Las repercusiones del cerco de combustible llegaron poco después, cuando el 10 de febrero las autoridades aeroportuarias cubanas alertaron que durante un mes carecerían de combustible de avión todos los aeropuertos internacionales del país, alerta que se aplazó hasta el 10 abril posteriormente.
En marzo, en menos de una semana, ocurrieron además dos apagones generales –el sexto y el séptimo de esa envergadura en 18 meses– que dejaron sin luz a los 9,7 millones de habitantes de esta de esta nación insular caribeña.
Al recuperarse la red eléctrica tras los cortes eléctricos totales, la normalidad que regresó era de lejos una situación apetecible, con cortes de unas 15 horas diarias en La Habana y hasta el doble en el resto de las provincias, llegando a alcanzarse un déficit diario de la generación eléctrica superior a 60%.
El 13 de marzo, en una conferencia de prensa, Díaz-Canel afirmó que, en efecto, toda la generación eléctrica salía principalmente con crudo cubano en las termoeléctricas –que cubre el 40 % de los 100 000 barriles diarios que demanda el país– y los paneles solares.

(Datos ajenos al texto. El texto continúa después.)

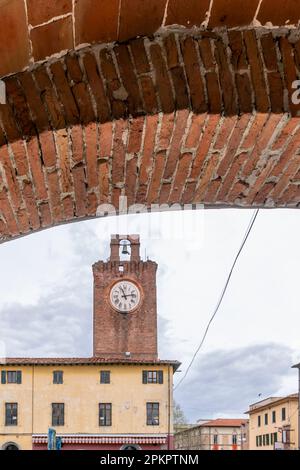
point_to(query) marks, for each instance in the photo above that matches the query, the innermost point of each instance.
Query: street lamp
(297, 366)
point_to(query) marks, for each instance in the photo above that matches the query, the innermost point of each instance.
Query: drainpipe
(169, 407)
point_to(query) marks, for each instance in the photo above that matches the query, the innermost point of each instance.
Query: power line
(249, 228)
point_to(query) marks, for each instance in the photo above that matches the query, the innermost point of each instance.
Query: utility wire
(249, 228)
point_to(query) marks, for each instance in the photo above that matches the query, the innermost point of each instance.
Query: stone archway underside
(180, 116)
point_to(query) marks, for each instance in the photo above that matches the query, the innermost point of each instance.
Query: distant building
(273, 423)
(216, 434)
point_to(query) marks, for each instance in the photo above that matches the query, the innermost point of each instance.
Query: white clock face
(125, 296)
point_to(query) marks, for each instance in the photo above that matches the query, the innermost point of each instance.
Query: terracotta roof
(270, 402)
(220, 422)
(45, 361)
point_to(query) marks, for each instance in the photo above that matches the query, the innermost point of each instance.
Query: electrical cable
(249, 228)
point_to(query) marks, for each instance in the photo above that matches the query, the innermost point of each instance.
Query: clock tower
(125, 310)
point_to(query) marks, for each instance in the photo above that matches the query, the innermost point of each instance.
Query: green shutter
(3, 376)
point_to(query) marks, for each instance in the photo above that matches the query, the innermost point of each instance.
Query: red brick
(177, 141)
(104, 176)
(269, 52)
(227, 127)
(130, 181)
(80, 91)
(157, 173)
(244, 92)
(256, 68)
(96, 21)
(166, 131)
(91, 139)
(11, 179)
(233, 144)
(7, 212)
(40, 11)
(278, 14)
(195, 130)
(148, 152)
(204, 145)
(140, 18)
(226, 79)
(64, 92)
(213, 91)
(238, 55)
(45, 214)
(192, 68)
(20, 157)
(80, 190)
(129, 79)
(135, 135)
(52, 38)
(62, 145)
(35, 104)
(180, 177)
(14, 41)
(162, 80)
(51, 103)
(54, 196)
(276, 91)
(31, 206)
(118, 162)
(68, 208)
(187, 12)
(77, 145)
(205, 179)
(139, 56)
(36, 169)
(232, 13)
(48, 149)
(149, 94)
(97, 87)
(16, 97)
(106, 136)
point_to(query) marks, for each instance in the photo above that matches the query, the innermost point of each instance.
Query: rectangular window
(11, 414)
(105, 376)
(153, 376)
(11, 377)
(58, 377)
(104, 414)
(152, 414)
(58, 414)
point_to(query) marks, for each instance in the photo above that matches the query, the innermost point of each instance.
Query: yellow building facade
(121, 397)
(273, 423)
(81, 393)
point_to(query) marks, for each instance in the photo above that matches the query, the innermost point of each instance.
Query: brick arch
(181, 116)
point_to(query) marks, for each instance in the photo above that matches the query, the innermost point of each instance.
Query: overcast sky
(46, 299)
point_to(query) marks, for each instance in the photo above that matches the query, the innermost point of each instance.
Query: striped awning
(75, 439)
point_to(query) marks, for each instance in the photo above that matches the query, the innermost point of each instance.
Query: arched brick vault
(182, 115)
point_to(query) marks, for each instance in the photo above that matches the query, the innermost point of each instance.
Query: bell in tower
(125, 311)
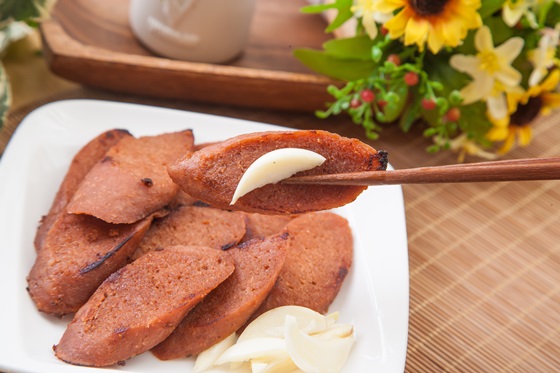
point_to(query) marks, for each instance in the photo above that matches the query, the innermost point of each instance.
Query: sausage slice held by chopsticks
(212, 173)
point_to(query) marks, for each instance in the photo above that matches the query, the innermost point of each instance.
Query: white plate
(374, 297)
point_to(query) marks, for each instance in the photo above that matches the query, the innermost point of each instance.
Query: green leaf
(489, 7)
(357, 47)
(553, 15)
(343, 69)
(342, 6)
(5, 95)
(410, 114)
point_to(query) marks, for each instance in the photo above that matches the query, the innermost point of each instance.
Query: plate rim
(396, 349)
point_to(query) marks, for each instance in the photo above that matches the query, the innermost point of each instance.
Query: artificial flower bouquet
(475, 73)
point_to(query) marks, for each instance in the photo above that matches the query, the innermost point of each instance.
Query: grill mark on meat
(97, 264)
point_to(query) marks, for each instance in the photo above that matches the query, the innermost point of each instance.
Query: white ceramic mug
(211, 31)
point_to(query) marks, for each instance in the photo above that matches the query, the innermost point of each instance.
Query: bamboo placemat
(484, 257)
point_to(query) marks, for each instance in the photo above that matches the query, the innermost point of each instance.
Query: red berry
(367, 95)
(411, 78)
(394, 58)
(453, 114)
(428, 104)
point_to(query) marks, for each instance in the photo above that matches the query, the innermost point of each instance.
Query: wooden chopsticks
(506, 170)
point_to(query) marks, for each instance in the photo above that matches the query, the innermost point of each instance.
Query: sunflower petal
(397, 25)
(508, 76)
(416, 32)
(483, 39)
(524, 135)
(510, 49)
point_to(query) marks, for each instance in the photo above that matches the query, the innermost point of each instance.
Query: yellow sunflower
(438, 23)
(524, 108)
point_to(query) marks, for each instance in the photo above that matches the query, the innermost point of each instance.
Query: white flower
(370, 17)
(491, 71)
(544, 57)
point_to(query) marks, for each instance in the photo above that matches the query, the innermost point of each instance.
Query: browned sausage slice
(257, 265)
(78, 254)
(81, 164)
(141, 304)
(131, 181)
(213, 172)
(318, 260)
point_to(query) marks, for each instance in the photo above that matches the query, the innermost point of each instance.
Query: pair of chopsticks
(506, 170)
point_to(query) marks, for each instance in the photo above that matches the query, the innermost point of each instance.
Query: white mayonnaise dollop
(274, 166)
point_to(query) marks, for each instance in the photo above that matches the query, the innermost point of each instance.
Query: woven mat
(484, 257)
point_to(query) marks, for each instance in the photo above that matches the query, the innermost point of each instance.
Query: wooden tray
(90, 42)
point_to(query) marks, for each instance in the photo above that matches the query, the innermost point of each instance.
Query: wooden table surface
(484, 257)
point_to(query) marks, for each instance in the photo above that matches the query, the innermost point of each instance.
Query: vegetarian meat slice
(194, 225)
(141, 304)
(212, 173)
(318, 260)
(81, 164)
(131, 181)
(257, 265)
(78, 254)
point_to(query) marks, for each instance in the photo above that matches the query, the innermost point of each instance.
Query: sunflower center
(526, 113)
(428, 7)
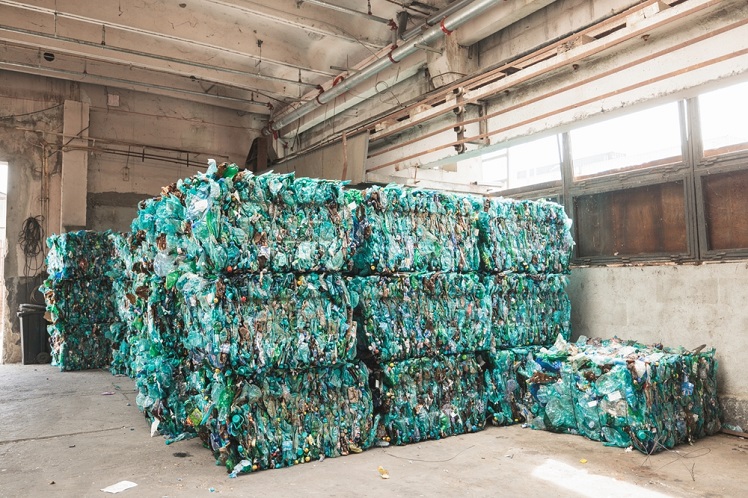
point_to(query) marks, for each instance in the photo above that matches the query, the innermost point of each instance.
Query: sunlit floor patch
(586, 484)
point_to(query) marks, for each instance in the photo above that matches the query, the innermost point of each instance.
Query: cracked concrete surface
(64, 434)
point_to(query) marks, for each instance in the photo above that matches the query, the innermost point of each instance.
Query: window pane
(725, 205)
(724, 119)
(636, 221)
(522, 165)
(636, 139)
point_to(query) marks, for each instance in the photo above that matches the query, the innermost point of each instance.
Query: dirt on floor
(74, 433)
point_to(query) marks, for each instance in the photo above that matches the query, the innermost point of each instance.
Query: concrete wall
(157, 132)
(678, 305)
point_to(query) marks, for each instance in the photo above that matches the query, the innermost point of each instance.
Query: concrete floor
(60, 436)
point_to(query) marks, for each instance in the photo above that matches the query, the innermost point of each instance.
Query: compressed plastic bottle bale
(623, 393)
(269, 321)
(80, 301)
(524, 236)
(284, 418)
(81, 254)
(430, 398)
(289, 321)
(399, 229)
(421, 314)
(506, 386)
(80, 346)
(528, 309)
(226, 220)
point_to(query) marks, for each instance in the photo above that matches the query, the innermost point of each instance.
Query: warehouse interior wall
(136, 143)
(675, 305)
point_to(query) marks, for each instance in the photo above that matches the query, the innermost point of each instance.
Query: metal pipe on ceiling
(85, 77)
(138, 53)
(436, 18)
(131, 29)
(346, 10)
(445, 27)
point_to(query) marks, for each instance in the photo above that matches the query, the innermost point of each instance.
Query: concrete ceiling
(243, 54)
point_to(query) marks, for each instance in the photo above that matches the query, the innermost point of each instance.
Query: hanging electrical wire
(31, 240)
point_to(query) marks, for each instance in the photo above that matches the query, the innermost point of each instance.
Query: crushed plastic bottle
(528, 309)
(285, 418)
(421, 314)
(400, 229)
(429, 398)
(80, 299)
(532, 237)
(622, 393)
(229, 219)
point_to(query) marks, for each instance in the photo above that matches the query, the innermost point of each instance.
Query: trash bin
(34, 338)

Tras más de tres meses sin recibir nuevos suministros de petróleo, ya el Estado se encontraba raspando el fondo de las reservas, una situación que ya empezaba a provocar descontento en las calles.
Repercusiones ciudadanas

La crisis energética, sumada a la inflación y la falta de alimentos, reavivó la protesta ciudadana. Aunque los estudiantes universitarios marcaron la pauta en junio de 2025 con sus movilizaciones contra el “tarifazo” de Etecsa –que incluyó comunicados conjuntos de cinco facultades de la Universidad de La Habana y se extendió a otras instituciones–, fue en el segundo semestre cuando la calle volvió a ser escenario de manifestaciones espontáneas.

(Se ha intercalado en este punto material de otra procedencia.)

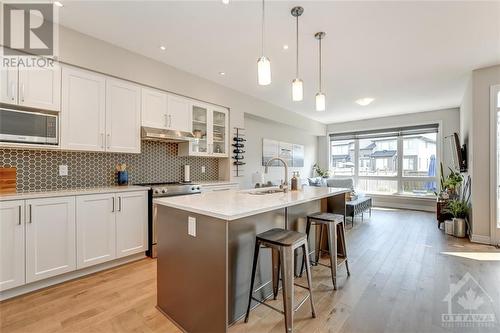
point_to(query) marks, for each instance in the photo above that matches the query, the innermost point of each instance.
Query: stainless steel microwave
(28, 127)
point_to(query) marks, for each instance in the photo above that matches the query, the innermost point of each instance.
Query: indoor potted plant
(459, 209)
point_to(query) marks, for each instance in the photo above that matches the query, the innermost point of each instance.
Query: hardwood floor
(399, 278)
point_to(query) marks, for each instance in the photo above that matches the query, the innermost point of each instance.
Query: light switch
(63, 170)
(192, 226)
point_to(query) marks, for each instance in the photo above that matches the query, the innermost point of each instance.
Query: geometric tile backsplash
(38, 170)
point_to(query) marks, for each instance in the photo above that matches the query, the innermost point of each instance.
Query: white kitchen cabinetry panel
(154, 108)
(8, 84)
(83, 113)
(41, 87)
(50, 237)
(123, 116)
(12, 267)
(95, 229)
(179, 113)
(131, 223)
(210, 126)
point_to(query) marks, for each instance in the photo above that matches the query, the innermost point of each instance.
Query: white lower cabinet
(11, 244)
(50, 237)
(95, 229)
(131, 223)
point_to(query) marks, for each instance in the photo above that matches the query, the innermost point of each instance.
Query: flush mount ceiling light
(297, 84)
(365, 101)
(320, 97)
(263, 63)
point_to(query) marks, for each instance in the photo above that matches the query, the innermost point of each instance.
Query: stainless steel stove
(158, 190)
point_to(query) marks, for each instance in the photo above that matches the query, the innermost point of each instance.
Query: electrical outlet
(192, 226)
(63, 170)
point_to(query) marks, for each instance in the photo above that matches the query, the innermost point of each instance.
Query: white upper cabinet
(50, 237)
(131, 223)
(95, 229)
(83, 113)
(123, 116)
(179, 113)
(210, 126)
(12, 249)
(154, 108)
(40, 88)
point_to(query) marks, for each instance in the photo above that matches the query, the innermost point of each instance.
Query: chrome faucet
(284, 184)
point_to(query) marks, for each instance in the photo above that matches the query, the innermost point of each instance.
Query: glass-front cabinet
(210, 131)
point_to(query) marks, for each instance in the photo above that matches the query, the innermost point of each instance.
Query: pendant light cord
(297, 51)
(263, 22)
(320, 63)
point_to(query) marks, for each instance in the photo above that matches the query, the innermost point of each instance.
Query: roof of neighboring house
(384, 153)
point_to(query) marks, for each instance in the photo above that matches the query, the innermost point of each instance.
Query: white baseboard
(6, 294)
(480, 239)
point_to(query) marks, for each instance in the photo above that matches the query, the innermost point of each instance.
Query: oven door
(28, 127)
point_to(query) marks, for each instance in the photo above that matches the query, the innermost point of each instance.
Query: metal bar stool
(334, 224)
(284, 242)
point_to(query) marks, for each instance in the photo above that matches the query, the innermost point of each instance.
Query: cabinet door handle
(22, 92)
(29, 211)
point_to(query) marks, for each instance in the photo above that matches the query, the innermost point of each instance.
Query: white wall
(449, 120)
(258, 129)
(475, 113)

El 13 de septiembre de 2025, decenas de vecinos de la comunidad de Gibara, en la provincia de Holguín, en el este de Cuba, protagonizaron una protesta por un apagón que superaba las 20 horas, tras el colapso total del Sistema Eléctrico Nacional ocurrido días antes.
En esos meses también se registraron pequeñas protestas en varias comunidades de La Habana y de otras provincias del país, debido a problemas en servicios esenciales como electricidad y abasto de agua.
El caso Gil

El juicio del exministro de Economía y Planificación y exviceprimer ministro, Alejandro Gil Fernández, destituido abruptamente en febrero de 2024, fue otro de los hitos que marcaron la alta política del estado cubano.
A finales de octubre de 2025, la Fiscalía General solicitó responsabilidad penal contra Gil por 11 delitos, incluidos malversación, falsificación de documentos, evasión fiscal, tráfico de influencias, lavado de activos, cohecho, infracciones en la protección de información clasificada y, el más importante, espionaje.
Este último, le otorgó al proceso una mayor dimensión política y de seguridad nacional, por lo que, cuando el 31 de octubre se produjo la imputación formal, los tres días de juicio dentro del Tribunal Supremo Popular trascurrieron a puerta cerrada.
La sentencia fue de cadena perpetua más 20 años de prisión, convirtiéndose en el funcionario de más alto rango en enfrentar cargos de esta naturaleza en los últimos 15 años.
De acuerdo con analistas, el proceso penal contra Gil, con muchas zonas oscuras y opiniones encontradas sobre el juicio, constituye uno de los movimientos más significativos en la política cubana reciente.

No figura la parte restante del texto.